The two women, 28 and 30, were riding an auto rickshaw when five armed men, wearing masks, overpowered them, bundled them into a car and drove away, he said, quoting witnesses.

The official asked for anonymity because he was not authorized to speak to the media.

A note found with the bodies identified the victims as Bannu residents and accused them of "doing acts of obscenity," a term meaning prostitution, according to the police official.

"We have started doing this to end obscenity in the area," the official quoted the unidentified assailants as saying in the note.

Authorities will investigate the slayings, he said.

Extremists have bombed shops selling music and movies in Bannu and other towns in North West Frontier Province, and barbers have been warned not to shave customers' beards — moves reminiscent of the harsh version of Islamic law once imposed by the Taliban in neighboring Afghanistan.

In Mingora, a town south of Bannu, a powerful bomb blast Friday destroyed 48 shops, 33 of them selling music and movie CDs, a local police official said.
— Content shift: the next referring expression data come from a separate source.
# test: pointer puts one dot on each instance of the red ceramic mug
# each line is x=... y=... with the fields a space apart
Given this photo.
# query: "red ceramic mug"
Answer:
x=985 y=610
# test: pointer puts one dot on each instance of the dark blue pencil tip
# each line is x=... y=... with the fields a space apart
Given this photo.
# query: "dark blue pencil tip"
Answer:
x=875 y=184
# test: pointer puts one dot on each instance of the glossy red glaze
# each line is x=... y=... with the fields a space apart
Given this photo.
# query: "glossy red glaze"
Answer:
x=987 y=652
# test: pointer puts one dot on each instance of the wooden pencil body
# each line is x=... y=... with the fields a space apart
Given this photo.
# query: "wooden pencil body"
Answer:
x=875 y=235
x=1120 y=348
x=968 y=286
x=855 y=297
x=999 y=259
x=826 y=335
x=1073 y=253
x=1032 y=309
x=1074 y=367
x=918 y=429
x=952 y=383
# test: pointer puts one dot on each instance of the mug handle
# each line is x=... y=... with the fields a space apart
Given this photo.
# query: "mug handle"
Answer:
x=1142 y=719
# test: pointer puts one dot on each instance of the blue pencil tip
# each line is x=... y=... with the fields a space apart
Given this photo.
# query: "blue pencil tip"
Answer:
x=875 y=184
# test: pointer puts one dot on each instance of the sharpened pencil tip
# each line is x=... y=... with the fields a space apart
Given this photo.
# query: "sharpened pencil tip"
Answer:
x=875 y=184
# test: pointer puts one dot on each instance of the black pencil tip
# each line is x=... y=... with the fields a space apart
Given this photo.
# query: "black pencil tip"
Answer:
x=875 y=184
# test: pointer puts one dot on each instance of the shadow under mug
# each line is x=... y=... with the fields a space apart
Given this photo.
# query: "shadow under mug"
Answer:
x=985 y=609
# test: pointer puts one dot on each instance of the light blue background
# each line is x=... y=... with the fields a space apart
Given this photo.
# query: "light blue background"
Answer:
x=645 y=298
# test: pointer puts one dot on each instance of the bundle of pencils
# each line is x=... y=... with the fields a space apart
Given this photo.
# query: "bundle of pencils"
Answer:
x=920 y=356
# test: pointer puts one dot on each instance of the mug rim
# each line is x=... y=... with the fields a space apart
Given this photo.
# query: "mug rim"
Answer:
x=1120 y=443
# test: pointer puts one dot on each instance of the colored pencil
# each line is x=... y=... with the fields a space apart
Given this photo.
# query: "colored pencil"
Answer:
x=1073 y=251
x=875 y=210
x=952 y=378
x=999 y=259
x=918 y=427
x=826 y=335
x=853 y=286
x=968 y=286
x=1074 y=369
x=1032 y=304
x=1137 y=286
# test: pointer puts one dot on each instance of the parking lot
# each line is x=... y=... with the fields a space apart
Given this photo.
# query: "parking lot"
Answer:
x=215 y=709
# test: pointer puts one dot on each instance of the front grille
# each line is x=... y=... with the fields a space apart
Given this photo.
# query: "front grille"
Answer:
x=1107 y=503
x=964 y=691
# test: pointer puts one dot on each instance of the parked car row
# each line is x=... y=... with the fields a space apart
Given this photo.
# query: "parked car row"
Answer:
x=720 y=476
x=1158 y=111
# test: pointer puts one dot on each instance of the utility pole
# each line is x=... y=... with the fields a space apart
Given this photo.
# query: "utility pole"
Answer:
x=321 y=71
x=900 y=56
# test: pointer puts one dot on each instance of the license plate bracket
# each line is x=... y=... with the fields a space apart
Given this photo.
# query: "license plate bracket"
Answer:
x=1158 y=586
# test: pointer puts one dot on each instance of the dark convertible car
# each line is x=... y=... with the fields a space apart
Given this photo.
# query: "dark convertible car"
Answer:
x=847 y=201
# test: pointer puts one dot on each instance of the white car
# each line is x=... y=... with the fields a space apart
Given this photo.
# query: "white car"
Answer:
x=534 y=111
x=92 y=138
No one was hurt in the attack.

The pre-dawn explosion damaged the gates of the shops and scattered CDs in the downtown market, the official said on condition of anonymity because he was unauthorized to make media comments.

Music shops in the market had received warnings in the past from suspected militants to close their businesses, he said.

Meanwhile, suspected militants shot dead the son and a nephew of a pro-government tribal elder in Bajur, a tribally governed region bordering Afghanistan, local security official Tor Khan said.

Two masked gunmen on a motorcycle opened fire on the two men in Lagharay, a village near Bajur's main town of Khar, Khan said.

Militants have killed scores of tribesmen and beheaded some of them in the border region after accusing them of collaborating with Pakistani security authorities or spying for the United States.